We had the new main man to ourselves for about 5 minute before another jeep rounded the corner and we saw him scratch a tree to scent mark it and start to head up a smaller jungle track. I didn't get any decent pictures, it was still too dark but it was such an exciting moment to come across him like that. I saw him again on a 'Tiger show'on my final trip into the Park where we watched him loll under a tree with a vantage point over the road coming into the park not some 100 metres away from our first sighting of him. This time I got him on camera and he performed by yawning stretching and lying down for a nap. The pictures are just great!

I had a really lucky, idyllic couple of days at Kanha. Not only did I have 5 tiger sightings in as many drives, but we also caught a glimpse of one of Kanha's incredibly elusive Leopards, we'd caught sight of him in long grass stalking Chital Deer and he made a discreet exit from the meadow into the Jungle behind our Jeep. Apart from the big cats Kanha is also home to little Jungle Cats, Gaur (Indian Bison), Chital, Muntjac Deer, Sambar Deer, the last thriving population of endangered Barasingha Deer, Sloth Bears and an incredibly varied collection of bird life including Indian Rollers, Owlets, Eagles, Vultures and Minivets. As you can imagine, there is plenty to see - and I saw everything except the Sloth (though we did see pugmarks).

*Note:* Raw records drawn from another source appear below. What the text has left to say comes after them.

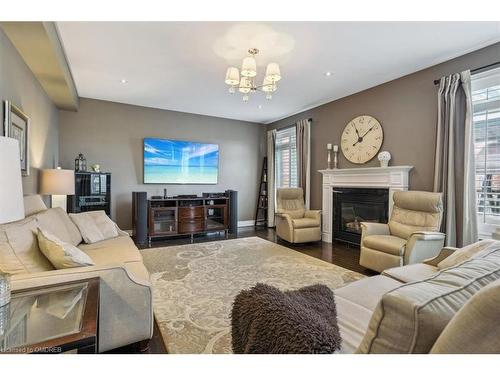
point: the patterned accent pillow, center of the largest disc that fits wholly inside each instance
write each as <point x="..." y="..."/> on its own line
<point x="61" y="254"/>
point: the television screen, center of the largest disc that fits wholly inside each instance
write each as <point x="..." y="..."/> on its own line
<point x="169" y="161"/>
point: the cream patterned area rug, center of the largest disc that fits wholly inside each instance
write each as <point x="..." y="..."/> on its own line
<point x="194" y="286"/>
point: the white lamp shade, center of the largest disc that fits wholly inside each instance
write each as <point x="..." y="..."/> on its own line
<point x="11" y="188"/>
<point x="249" y="67"/>
<point x="232" y="76"/>
<point x="245" y="85"/>
<point x="57" y="182"/>
<point x="273" y="72"/>
<point x="268" y="85"/>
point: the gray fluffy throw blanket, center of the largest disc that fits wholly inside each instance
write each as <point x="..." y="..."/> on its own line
<point x="266" y="320"/>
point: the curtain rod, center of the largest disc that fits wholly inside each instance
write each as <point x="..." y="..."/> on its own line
<point x="477" y="70"/>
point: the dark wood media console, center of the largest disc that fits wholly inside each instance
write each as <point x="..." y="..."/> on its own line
<point x="187" y="216"/>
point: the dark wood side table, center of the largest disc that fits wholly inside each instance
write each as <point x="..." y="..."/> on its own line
<point x="52" y="319"/>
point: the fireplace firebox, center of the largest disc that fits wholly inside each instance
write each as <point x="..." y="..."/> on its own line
<point x="352" y="206"/>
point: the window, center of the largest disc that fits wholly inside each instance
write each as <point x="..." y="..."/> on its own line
<point x="486" y="103"/>
<point x="286" y="157"/>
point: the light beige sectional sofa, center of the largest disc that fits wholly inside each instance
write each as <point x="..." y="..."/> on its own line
<point x="125" y="309"/>
<point x="448" y="304"/>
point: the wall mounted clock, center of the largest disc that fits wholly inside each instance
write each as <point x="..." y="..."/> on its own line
<point x="361" y="139"/>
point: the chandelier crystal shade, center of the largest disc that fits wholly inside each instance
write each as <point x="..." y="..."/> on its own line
<point x="245" y="80"/>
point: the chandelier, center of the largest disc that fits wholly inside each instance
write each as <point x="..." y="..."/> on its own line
<point x="247" y="83"/>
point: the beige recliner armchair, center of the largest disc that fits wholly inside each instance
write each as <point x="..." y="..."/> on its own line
<point x="411" y="235"/>
<point x="293" y="222"/>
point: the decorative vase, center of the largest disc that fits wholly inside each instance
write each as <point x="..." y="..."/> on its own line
<point x="80" y="163"/>
<point x="384" y="157"/>
<point x="4" y="289"/>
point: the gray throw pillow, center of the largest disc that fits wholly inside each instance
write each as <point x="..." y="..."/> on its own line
<point x="266" y="320"/>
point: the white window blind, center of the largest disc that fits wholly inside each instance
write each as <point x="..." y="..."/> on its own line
<point x="286" y="157"/>
<point x="486" y="103"/>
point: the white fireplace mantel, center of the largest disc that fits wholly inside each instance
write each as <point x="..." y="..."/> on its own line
<point x="392" y="178"/>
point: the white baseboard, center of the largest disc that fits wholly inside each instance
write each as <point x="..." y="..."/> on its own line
<point x="246" y="223"/>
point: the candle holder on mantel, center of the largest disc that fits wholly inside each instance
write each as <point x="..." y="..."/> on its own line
<point x="335" y="157"/>
<point x="329" y="157"/>
<point x="335" y="149"/>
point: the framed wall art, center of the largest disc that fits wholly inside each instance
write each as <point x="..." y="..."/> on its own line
<point x="16" y="125"/>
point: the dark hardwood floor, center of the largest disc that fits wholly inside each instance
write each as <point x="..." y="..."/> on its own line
<point x="337" y="253"/>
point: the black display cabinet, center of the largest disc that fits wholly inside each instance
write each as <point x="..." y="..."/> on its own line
<point x="92" y="193"/>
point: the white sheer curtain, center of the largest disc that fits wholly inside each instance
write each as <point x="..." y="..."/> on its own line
<point x="454" y="163"/>
<point x="271" y="177"/>
<point x="304" y="159"/>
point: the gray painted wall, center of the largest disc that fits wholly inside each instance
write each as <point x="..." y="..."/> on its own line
<point x="407" y="110"/>
<point x="19" y="85"/>
<point x="111" y="134"/>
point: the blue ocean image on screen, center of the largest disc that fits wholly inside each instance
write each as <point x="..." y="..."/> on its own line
<point x="180" y="162"/>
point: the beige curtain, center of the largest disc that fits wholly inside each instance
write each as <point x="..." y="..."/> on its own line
<point x="271" y="177"/>
<point x="304" y="159"/>
<point x="454" y="163"/>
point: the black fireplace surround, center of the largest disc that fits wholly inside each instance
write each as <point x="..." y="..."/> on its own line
<point x="351" y="206"/>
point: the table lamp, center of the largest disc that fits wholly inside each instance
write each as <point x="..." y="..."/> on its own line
<point x="59" y="183"/>
<point x="11" y="188"/>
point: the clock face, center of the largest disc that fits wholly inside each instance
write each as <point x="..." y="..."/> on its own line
<point x="361" y="139"/>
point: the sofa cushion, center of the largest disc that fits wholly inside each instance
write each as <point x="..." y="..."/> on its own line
<point x="411" y="272"/>
<point x="355" y="304"/>
<point x="33" y="204"/>
<point x="387" y="244"/>
<point x="19" y="251"/>
<point x="410" y="318"/>
<point x="367" y="292"/>
<point x="113" y="251"/>
<point x="465" y="253"/>
<point x="94" y="226"/>
<point x="305" y="223"/>
<point x="61" y="254"/>
<point x="56" y="221"/>
<point x="474" y="329"/>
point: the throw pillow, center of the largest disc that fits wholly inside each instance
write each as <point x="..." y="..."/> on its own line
<point x="61" y="254"/>
<point x="266" y="320"/>
<point x="56" y="221"/>
<point x="95" y="226"/>
<point x="19" y="251"/>
<point x="410" y="318"/>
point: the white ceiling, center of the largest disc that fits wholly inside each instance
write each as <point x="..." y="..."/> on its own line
<point x="181" y="65"/>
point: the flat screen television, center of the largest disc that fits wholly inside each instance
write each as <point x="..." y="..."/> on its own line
<point x="168" y="161"/>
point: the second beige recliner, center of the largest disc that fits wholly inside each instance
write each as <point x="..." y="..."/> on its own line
<point x="293" y="222"/>
<point x="411" y="235"/>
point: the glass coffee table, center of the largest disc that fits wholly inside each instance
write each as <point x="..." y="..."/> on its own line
<point x="53" y="319"/>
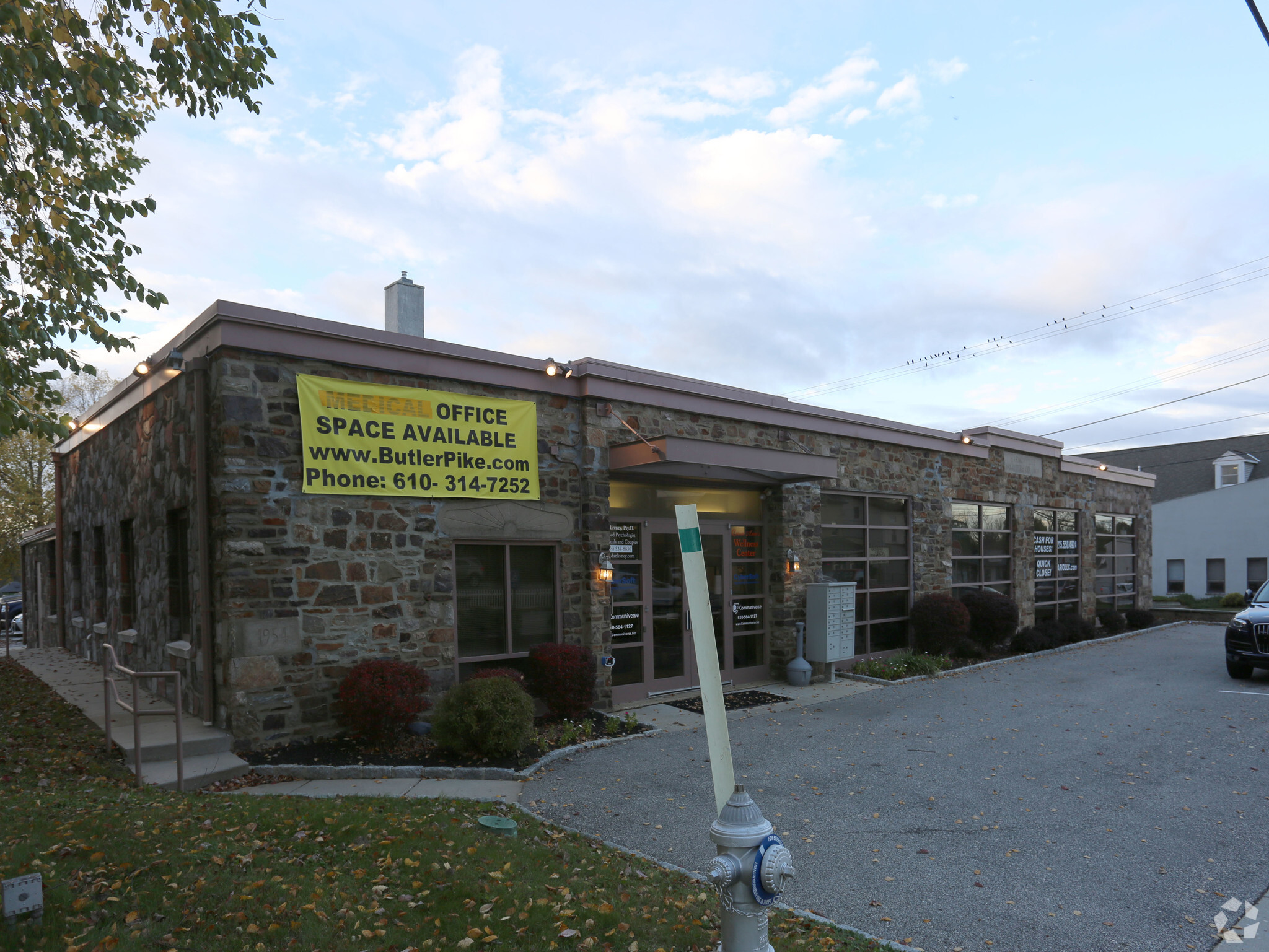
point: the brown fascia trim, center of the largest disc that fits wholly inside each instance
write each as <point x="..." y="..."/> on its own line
<point x="1113" y="474"/>
<point x="227" y="324"/>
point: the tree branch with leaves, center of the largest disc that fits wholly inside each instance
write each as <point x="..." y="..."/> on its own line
<point x="79" y="85"/>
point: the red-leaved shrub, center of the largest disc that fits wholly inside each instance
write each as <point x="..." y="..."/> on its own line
<point x="384" y="693"/>
<point x="564" y="677"/>
<point x="498" y="673"/>
<point x="938" y="624"/>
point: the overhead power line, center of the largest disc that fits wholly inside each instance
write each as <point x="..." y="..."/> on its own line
<point x="1051" y="329"/>
<point x="1172" y="429"/>
<point x="1252" y="6"/>
<point x="1207" y="364"/>
<point x="1167" y="403"/>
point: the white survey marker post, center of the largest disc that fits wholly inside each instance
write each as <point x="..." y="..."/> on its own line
<point x="697" y="588"/>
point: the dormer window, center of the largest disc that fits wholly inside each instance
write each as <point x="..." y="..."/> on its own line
<point x="1234" y="468"/>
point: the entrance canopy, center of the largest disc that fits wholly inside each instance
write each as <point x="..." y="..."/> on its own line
<point x="703" y="460"/>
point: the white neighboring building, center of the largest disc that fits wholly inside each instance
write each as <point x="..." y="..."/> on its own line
<point x="1211" y="513"/>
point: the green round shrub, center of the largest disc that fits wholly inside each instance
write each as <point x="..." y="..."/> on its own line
<point x="488" y="716"/>
<point x="1112" y="621"/>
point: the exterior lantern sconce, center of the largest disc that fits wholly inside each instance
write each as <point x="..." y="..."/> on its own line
<point x="604" y="573"/>
<point x="558" y="370"/>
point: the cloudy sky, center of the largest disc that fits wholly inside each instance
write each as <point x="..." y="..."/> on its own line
<point x="776" y="196"/>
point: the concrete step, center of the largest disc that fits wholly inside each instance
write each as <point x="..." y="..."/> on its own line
<point x="200" y="771"/>
<point x="159" y="739"/>
<point x="79" y="682"/>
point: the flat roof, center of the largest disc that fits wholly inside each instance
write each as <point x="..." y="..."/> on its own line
<point x="227" y="324"/>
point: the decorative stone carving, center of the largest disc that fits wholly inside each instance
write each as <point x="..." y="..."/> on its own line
<point x="504" y="518"/>
<point x="267" y="636"/>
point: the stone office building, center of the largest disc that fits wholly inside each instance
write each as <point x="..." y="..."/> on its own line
<point x="203" y="520"/>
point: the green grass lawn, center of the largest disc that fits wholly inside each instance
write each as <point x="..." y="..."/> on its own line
<point x="156" y="870"/>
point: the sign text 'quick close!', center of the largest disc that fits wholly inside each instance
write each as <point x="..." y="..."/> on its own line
<point x="380" y="441"/>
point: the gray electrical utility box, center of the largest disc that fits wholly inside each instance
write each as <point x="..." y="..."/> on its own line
<point x="830" y="621"/>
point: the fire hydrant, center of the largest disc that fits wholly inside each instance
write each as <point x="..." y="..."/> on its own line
<point x="749" y="872"/>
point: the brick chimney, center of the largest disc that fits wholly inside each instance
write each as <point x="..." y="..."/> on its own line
<point x="403" y="307"/>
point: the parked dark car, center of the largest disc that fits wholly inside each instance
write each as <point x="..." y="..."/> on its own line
<point x="1247" y="637"/>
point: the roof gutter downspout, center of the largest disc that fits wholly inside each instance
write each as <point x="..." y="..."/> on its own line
<point x="60" y="560"/>
<point x="198" y="367"/>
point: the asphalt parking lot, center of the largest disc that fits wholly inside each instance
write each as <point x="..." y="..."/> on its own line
<point x="1102" y="799"/>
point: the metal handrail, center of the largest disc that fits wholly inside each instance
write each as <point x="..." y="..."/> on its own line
<point x="111" y="664"/>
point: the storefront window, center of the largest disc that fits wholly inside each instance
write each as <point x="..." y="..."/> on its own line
<point x="1056" y="564"/>
<point x="866" y="541"/>
<point x="1116" y="561"/>
<point x="506" y="600"/>
<point x="981" y="548"/>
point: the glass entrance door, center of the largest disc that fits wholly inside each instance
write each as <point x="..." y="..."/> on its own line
<point x="651" y="626"/>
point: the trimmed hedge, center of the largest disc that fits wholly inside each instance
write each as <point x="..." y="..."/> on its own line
<point x="488" y="716"/>
<point x="380" y="695"/>
<point x="993" y="618"/>
<point x="938" y="622"/>
<point x="564" y="677"/>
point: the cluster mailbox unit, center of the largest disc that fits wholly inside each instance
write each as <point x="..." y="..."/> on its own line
<point x="830" y="622"/>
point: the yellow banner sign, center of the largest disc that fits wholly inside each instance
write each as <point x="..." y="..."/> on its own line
<point x="377" y="441"/>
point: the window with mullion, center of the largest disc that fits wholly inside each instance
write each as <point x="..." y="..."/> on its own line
<point x="867" y="539"/>
<point x="506" y="598"/>
<point x="1116" y="573"/>
<point x="983" y="548"/>
<point x="626" y="624"/>
<point x="1056" y="564"/>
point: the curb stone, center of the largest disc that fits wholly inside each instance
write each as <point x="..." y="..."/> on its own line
<point x="364" y="772"/>
<point x="1017" y="658"/>
<point x="697" y="878"/>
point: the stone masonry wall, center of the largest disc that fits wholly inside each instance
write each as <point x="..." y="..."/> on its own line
<point x="141" y="469"/>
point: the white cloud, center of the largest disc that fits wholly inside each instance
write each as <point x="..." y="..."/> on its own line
<point x="904" y="95"/>
<point x="948" y="70"/>
<point x="955" y="202"/>
<point x="850" y="79"/>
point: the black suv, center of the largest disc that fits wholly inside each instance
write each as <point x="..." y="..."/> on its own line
<point x="1247" y="636"/>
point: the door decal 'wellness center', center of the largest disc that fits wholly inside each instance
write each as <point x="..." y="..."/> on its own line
<point x="380" y="441"/>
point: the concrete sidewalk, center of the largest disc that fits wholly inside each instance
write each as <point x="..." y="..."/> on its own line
<point x="409" y="787"/>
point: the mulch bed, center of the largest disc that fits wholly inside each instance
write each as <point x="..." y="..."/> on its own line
<point x="247" y="780"/>
<point x="735" y="701"/>
<point x="409" y="751"/>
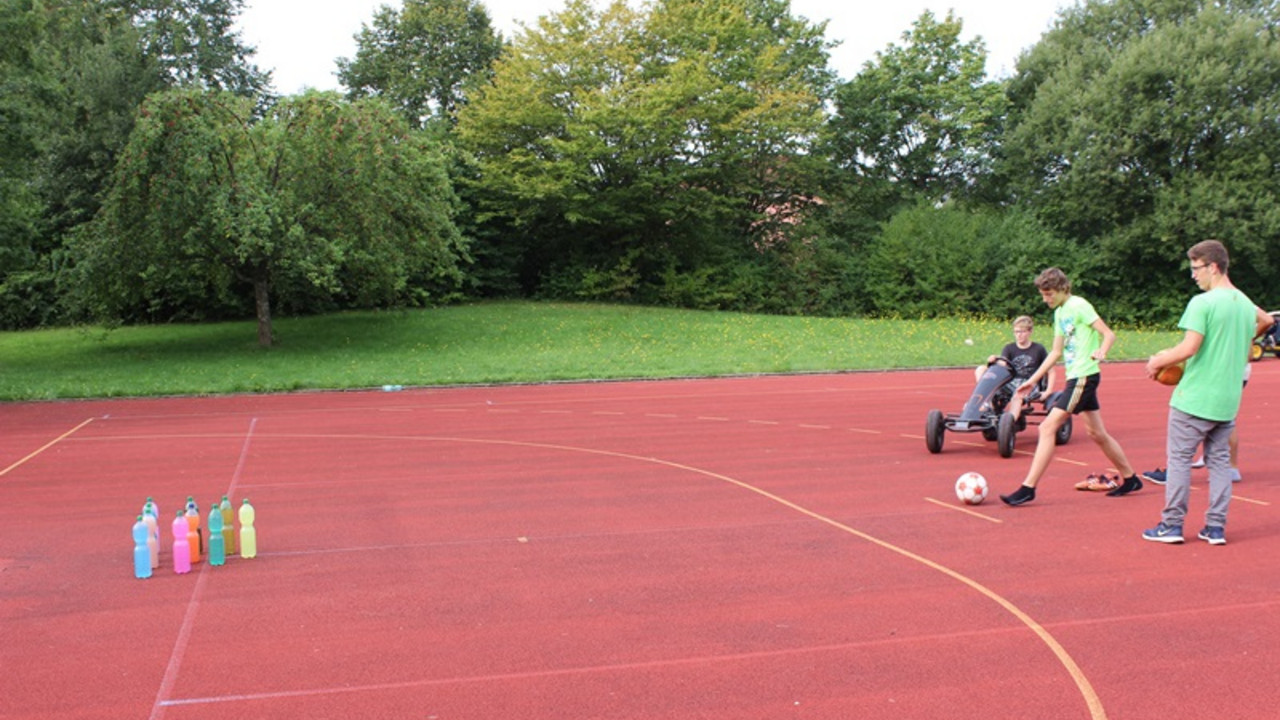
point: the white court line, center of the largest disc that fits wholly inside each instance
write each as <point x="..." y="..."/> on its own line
<point x="188" y="620"/>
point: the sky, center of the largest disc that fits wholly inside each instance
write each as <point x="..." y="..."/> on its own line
<point x="301" y="40"/>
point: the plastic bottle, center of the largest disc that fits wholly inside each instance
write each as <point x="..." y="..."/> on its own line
<point x="181" y="547"/>
<point x="192" y="516"/>
<point x="141" y="552"/>
<point x="197" y="550"/>
<point x="248" y="534"/>
<point x="152" y="523"/>
<point x="216" y="550"/>
<point x="228" y="525"/>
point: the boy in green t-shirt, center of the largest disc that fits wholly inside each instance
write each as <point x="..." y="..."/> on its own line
<point x="1219" y="326"/>
<point x="1082" y="340"/>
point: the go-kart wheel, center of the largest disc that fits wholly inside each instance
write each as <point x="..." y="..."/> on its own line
<point x="1006" y="434"/>
<point x="1064" y="432"/>
<point x="933" y="431"/>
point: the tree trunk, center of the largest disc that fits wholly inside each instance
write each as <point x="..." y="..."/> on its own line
<point x="263" y="297"/>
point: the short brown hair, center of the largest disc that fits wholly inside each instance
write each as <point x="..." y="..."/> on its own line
<point x="1210" y="251"/>
<point x="1054" y="278"/>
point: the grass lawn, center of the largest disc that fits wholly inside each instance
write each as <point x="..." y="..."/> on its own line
<point x="490" y="342"/>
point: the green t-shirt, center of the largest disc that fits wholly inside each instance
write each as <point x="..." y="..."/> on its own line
<point x="1074" y="322"/>
<point x="1215" y="376"/>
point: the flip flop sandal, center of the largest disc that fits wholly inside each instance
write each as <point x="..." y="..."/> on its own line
<point x="1098" y="483"/>
<point x="1106" y="483"/>
<point x="1087" y="482"/>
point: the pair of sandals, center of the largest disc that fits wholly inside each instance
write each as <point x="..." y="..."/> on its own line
<point x="1102" y="482"/>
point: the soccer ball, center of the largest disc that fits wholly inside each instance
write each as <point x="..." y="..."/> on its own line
<point x="972" y="488"/>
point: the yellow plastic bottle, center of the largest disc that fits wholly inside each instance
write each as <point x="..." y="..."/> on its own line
<point x="228" y="525"/>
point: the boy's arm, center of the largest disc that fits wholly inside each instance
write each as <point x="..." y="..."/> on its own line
<point x="1107" y="338"/>
<point x="1188" y="346"/>
<point x="1264" y="320"/>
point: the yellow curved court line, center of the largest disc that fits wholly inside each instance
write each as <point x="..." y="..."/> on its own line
<point x="1091" y="697"/>
<point x="46" y="446"/>
<point x="1082" y="683"/>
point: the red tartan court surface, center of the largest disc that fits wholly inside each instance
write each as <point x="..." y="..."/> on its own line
<point x="730" y="548"/>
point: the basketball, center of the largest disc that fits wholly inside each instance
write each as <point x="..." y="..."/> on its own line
<point x="1170" y="374"/>
<point x="972" y="488"/>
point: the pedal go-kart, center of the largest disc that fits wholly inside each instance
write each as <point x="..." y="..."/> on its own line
<point x="1269" y="342"/>
<point x="984" y="413"/>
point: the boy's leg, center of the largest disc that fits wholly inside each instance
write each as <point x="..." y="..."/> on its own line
<point x="1217" y="459"/>
<point x="1185" y="433"/>
<point x="1045" y="447"/>
<point x="1106" y="443"/>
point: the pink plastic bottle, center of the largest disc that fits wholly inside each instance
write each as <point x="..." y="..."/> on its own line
<point x="181" y="546"/>
<point x="248" y="533"/>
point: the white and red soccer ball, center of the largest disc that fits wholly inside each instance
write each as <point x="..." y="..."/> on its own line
<point x="972" y="488"/>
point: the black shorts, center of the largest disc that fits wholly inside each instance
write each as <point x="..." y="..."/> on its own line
<point x="1080" y="395"/>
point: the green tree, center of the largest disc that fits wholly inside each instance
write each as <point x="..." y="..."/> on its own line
<point x="920" y="121"/>
<point x="196" y="45"/>
<point x="1139" y="128"/>
<point x="944" y="261"/>
<point x="627" y="149"/>
<point x="421" y="59"/>
<point x="321" y="199"/>
<point x="73" y="74"/>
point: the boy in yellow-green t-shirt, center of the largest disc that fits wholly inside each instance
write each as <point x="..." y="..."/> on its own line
<point x="1082" y="340"/>
<point x="1219" y="326"/>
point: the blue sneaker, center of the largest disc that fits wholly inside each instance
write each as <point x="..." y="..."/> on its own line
<point x="1165" y="533"/>
<point x="1212" y="534"/>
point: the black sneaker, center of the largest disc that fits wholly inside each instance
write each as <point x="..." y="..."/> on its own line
<point x="1130" y="484"/>
<point x="1020" y="496"/>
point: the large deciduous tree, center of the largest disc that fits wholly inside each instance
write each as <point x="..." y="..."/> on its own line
<point x="72" y="76"/>
<point x="1139" y="128"/>
<point x="421" y="58"/>
<point x="630" y="150"/>
<point x="920" y="121"/>
<point x="323" y="199"/>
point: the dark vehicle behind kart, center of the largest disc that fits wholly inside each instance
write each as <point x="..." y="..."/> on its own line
<point x="1269" y="342"/>
<point x="984" y="413"/>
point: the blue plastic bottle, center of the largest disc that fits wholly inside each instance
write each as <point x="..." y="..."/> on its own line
<point x="216" y="547"/>
<point x="141" y="552"/>
<point x="152" y="522"/>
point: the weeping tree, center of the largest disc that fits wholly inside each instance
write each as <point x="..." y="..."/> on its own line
<point x="321" y="200"/>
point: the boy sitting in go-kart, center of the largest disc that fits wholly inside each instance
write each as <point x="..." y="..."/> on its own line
<point x="1023" y="356"/>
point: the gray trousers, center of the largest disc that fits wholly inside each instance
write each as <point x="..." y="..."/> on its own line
<point x="1185" y="432"/>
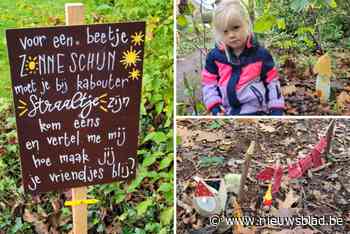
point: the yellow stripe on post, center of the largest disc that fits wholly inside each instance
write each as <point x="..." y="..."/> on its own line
<point x="75" y="16"/>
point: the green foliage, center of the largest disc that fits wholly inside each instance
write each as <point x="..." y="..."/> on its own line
<point x="120" y="202"/>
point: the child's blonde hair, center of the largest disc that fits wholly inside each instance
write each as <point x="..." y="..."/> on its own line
<point x="226" y="12"/>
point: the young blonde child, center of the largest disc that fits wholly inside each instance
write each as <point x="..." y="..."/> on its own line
<point x="240" y="77"/>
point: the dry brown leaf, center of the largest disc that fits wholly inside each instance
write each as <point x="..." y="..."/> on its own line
<point x="291" y="198"/>
<point x="185" y="135"/>
<point x="208" y="136"/>
<point x="246" y="121"/>
<point x="285" y="207"/>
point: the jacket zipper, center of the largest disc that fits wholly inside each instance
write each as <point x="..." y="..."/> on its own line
<point x="257" y="94"/>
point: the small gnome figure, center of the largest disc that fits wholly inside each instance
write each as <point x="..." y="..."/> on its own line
<point x="209" y="200"/>
<point x="268" y="197"/>
<point x="323" y="81"/>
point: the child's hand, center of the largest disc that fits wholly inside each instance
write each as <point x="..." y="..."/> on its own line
<point x="218" y="110"/>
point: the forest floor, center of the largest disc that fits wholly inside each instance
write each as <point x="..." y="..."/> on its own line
<point x="213" y="148"/>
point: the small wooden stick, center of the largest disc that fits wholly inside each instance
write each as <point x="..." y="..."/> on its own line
<point x="248" y="157"/>
<point x="329" y="135"/>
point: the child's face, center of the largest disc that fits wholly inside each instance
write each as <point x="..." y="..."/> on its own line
<point x="235" y="35"/>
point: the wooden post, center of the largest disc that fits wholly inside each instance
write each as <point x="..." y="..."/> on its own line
<point x="75" y="16"/>
<point x="248" y="158"/>
<point x="329" y="136"/>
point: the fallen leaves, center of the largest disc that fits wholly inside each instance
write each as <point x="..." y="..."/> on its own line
<point x="343" y="99"/>
<point x="288" y="90"/>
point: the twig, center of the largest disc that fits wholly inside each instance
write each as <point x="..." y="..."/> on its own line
<point x="248" y="157"/>
<point x="329" y="135"/>
<point x="321" y="167"/>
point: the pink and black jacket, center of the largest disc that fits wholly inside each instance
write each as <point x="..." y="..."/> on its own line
<point x="247" y="85"/>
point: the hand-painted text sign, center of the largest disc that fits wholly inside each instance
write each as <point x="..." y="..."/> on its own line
<point x="77" y="98"/>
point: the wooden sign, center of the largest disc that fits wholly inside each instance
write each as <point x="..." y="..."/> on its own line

When we weren't on extended game drives we could loll around the gorgeous camp (Kipling Camp) in the buffer Zone of the park - Tigers and Leopards are regularly sighted on the edge of the camp itself!! Kipling was a lovely luxury haven with cosy comfortable beds, pristine bathrooms, delicious food, toasty evening firepits and good company both from the other guests and the two English volunteers (Bertie and Helen) who are jammily living and working there for the whole season. Kipling is also home to Tara the Elephant - the same Tara made famous by Mark Shand's book 'Travels with my Élephant'. Tara is the resident mischief maker and afternoons can be spent riding with her Mahout down to the Banjar river where she is scrubbed and pamepered before standing munching greenery on the rocks and giving herself a pedicure with a twig (I kid you not!).

All in all the last few days have been magical, away from the noise and hassle and stress of working things our for yourself. We even had hot water bottles provided for going into the park on morning game drives. It was a real pleasure to get out into the countryside and away from the cities and see some of life in rural India. On top of all that I really did get some amazing tiger sightings. This is the first place in India that I've thought I would really like to come back to - I just hope the Tigers will always be there too.